Thought Flow

Tag: debugging

  • Experimental features

    This post is about Antecons, a product recommendation engine, now part of Conversio. Antecons is no longer commercially available, but I have kept my developer diary on my website with permission.


    Yesterday, I found out exactly what it means when Google warns about their experimental App Engine features: Your code might eventually break. Let me be clear, I am not blaming Google. They give you fair warning:

    Mapreduce is an experimental, innovative, and rapidly changing new feature for Google App Engine. Unfortunately, being on the bleeding edge means that we may make backwards-incompatible changes to Mapreduce.

    I have written about my usage of the MapReduce framework earlier. Yesterday, I updated the MapReduce framework to the latest version only to see that my custom Datastore reader suddenly had stopped working and I was seeing exceptions in my MapReduce pipeline. Bummer.

    Long story short, I spent a day debugging the new code and finally got it working by:

    1. Digging through the MapReduce framework code. Hurray for open source!
    2. Dropping the idea of running FP-Growth on batches of entities and instead running the mapping function on each entity.

    That second point probably requires some explanation to really grasp and I am not sure I will be able to but maybe some pseudo-Python will help. The biggest change happened in the map-step of the Frequent Patterns MapReduce pipeline. Basically I went from this:

    def map_batch_of_transactions(batch):
        frequent_patterns = fpgrowth.run(batch)
        for p in frequent_patterns:
            yield p, p.support
    

    to this:

    def map_single_transaction(transaction):
        frequent_patterns = itertools.combinations(transaction, 2)
        for p in frequent_patterns:
            yield p, 1
    

    The MapReduce shuffler takes care of grouping together patterns with the same key so with the new method, the shuffler will have more work to do since the same patterns will be yielded more often. Let’s say we have the pattern:

    a,b (support: 4)
    

    Before, the shuffler would just receive:

    ('a,b', 4)
    

    but now it will receive:

    ('a,b', 1)
    ('a,b', 1)
    ('a,b', 1)
    ('a,b', 1)
    

    On the other hand, FP-growth does not have to run so the map-step of the pipeline has more predictable performance characteristics. It remains to be seen if the change has significant impact on the entire MapReduce process. I am currently testing this.

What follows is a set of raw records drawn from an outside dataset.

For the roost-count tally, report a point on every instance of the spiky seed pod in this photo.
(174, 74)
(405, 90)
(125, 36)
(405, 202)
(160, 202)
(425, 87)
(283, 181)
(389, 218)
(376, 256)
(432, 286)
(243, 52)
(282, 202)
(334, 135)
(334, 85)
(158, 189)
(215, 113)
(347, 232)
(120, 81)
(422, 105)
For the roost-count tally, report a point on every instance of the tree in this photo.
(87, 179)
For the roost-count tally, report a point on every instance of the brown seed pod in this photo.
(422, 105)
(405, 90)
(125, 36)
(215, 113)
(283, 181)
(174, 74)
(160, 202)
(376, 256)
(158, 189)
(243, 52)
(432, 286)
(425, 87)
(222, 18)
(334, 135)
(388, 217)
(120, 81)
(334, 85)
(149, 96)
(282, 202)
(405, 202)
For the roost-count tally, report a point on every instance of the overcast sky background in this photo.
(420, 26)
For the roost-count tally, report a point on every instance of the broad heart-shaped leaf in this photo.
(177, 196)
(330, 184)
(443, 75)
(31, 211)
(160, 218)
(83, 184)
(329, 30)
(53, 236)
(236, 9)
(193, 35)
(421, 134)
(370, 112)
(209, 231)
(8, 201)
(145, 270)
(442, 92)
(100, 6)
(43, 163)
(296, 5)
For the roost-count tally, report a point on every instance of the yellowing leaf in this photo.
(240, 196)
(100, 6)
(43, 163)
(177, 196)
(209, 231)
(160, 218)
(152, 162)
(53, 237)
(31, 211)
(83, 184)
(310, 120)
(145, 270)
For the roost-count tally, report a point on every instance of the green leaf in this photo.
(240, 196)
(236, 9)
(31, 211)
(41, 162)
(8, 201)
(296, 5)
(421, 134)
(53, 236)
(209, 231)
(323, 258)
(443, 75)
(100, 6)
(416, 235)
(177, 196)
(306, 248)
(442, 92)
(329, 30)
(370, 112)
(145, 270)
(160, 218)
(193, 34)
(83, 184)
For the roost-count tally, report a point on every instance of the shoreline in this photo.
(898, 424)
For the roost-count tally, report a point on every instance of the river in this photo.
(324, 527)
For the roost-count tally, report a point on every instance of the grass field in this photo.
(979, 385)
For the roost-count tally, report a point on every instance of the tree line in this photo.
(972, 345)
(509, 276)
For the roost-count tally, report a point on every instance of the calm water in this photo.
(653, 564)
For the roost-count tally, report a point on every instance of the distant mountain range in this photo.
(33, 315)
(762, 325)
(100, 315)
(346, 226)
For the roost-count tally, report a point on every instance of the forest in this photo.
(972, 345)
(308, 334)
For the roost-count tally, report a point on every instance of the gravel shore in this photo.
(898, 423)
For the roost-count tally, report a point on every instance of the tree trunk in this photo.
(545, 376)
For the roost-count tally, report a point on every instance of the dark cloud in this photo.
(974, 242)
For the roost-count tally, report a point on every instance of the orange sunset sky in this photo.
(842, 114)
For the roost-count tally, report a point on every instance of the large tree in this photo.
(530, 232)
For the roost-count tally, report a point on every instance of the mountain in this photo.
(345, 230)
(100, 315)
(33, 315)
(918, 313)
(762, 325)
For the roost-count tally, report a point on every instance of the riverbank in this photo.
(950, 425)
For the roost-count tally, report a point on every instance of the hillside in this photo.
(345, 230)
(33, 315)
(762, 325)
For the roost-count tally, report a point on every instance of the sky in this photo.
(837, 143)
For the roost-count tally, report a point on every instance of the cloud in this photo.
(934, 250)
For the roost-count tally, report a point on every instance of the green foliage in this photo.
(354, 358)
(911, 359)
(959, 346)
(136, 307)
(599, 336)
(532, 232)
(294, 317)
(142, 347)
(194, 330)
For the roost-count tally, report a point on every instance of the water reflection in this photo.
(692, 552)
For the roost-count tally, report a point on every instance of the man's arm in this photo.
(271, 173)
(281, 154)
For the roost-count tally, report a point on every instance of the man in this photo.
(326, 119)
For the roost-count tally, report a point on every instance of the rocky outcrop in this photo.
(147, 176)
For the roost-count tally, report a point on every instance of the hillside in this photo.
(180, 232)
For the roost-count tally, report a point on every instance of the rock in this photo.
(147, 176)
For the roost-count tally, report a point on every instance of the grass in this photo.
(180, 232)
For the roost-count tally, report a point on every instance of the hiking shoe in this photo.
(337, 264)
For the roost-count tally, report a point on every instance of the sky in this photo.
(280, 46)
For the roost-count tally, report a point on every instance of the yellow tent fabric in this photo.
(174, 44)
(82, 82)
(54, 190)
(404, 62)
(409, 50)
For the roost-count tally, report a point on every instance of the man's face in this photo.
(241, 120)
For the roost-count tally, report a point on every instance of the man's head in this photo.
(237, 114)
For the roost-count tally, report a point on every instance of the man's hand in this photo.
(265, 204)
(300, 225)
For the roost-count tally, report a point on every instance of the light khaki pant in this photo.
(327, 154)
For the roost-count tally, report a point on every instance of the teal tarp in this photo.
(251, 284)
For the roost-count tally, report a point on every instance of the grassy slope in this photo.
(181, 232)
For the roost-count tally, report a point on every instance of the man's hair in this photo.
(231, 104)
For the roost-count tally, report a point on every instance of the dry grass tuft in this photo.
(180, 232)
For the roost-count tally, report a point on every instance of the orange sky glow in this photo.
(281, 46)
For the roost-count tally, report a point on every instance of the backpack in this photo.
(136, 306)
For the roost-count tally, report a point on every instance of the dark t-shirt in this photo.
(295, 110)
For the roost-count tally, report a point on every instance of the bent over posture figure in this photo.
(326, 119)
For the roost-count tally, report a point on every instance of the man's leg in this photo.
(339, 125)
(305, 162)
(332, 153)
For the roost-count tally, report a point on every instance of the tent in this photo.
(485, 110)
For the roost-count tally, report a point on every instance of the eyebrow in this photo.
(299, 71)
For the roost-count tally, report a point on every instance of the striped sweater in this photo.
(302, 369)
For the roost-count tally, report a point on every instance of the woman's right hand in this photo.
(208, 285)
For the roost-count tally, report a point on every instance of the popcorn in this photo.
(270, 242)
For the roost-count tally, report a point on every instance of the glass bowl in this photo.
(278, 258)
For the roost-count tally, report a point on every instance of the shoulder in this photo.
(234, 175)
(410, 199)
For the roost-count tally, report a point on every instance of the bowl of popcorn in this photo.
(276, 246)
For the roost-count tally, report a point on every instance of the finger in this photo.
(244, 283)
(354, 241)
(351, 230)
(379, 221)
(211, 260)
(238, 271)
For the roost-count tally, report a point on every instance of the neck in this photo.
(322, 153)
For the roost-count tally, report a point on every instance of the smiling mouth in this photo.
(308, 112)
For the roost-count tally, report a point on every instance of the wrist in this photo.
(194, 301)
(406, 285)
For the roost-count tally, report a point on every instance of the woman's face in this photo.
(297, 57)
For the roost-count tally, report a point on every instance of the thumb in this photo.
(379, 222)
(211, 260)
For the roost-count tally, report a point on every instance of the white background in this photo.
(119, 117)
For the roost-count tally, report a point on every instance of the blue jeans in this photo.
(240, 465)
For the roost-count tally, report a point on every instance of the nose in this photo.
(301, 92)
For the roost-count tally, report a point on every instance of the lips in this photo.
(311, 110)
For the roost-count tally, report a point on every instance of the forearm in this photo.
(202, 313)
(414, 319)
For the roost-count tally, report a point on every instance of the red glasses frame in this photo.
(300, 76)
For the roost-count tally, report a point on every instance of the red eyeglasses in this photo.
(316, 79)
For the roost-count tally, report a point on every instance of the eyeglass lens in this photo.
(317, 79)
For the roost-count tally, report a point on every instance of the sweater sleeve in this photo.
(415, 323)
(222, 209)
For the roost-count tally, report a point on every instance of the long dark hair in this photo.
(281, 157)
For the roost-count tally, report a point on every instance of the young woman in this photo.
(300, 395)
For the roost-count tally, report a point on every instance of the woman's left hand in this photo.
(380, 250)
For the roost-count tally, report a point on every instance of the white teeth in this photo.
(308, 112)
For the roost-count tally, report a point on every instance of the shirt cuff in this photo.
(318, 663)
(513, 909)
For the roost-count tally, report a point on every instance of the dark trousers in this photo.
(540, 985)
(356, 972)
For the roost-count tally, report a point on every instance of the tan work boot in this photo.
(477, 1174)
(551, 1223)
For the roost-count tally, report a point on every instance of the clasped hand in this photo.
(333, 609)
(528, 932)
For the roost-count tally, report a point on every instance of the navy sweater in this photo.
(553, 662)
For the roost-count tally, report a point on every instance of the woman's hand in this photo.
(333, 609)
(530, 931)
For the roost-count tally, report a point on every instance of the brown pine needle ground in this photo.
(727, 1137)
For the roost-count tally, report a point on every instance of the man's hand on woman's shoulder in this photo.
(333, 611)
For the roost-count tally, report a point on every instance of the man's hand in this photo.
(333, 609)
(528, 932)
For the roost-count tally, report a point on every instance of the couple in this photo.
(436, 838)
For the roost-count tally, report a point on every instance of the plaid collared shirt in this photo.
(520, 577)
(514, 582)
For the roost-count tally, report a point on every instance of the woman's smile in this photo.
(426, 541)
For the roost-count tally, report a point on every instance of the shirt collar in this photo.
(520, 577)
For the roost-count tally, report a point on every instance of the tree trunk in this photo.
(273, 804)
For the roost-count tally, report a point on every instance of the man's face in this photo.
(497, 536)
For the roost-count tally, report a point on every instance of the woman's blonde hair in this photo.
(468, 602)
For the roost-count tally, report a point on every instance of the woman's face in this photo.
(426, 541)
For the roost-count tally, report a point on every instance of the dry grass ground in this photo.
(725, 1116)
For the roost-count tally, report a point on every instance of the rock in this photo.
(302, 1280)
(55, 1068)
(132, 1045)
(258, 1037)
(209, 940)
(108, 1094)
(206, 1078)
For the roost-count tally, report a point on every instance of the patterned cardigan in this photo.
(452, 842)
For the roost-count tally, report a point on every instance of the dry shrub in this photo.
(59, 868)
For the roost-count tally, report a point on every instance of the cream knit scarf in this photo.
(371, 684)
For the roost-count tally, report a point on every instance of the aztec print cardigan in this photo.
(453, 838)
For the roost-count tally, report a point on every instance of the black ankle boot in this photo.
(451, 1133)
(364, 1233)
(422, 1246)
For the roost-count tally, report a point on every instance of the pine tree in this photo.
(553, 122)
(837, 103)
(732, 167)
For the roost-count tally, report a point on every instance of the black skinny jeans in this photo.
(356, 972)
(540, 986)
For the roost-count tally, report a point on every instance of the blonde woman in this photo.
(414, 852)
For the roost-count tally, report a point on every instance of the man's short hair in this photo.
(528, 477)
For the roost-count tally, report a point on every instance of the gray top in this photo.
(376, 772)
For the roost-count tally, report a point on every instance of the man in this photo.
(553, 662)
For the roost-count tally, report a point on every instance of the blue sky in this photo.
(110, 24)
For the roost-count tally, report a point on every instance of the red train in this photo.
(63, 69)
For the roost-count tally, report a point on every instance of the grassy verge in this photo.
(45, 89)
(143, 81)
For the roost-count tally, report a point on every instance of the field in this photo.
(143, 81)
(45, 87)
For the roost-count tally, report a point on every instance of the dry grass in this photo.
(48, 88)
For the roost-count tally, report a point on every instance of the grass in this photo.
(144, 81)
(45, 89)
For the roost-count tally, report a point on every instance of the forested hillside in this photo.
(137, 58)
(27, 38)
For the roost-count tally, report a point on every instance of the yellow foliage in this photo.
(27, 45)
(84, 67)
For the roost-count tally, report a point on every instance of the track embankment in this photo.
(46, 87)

    So anyway, the whole point of this post was: If a feature is experimental, watch out. Sounds obvious right? Well…

  • Guess-driven development

    A few days ago, I received a link to a blog post called some lesser-known truths about programming. Among other things, it states:

    Bad programmers spend much of that 90% debugging code by randomly making changes and seeing if they work.

    Patrick, my business partner, jokingly calls this Guess-Driven Development and I now take the liberty to publish the term in writing. I will admit that I have fallen for this type of development quite a few times. But now I have started to wonder: Where is the fine line between guessing and exploring?

    When faced with a strange bug or error in some system, we are taught to use e.g. a debugger and over time, we hopefully become more adept at solving bugs. But sometimes (many times) I have solved a problem by almost randomly trying out different solutions. So is this guessing or exploring? I don’t have the answer.

    Maybe I should have listened more carefully in Software Engineering class?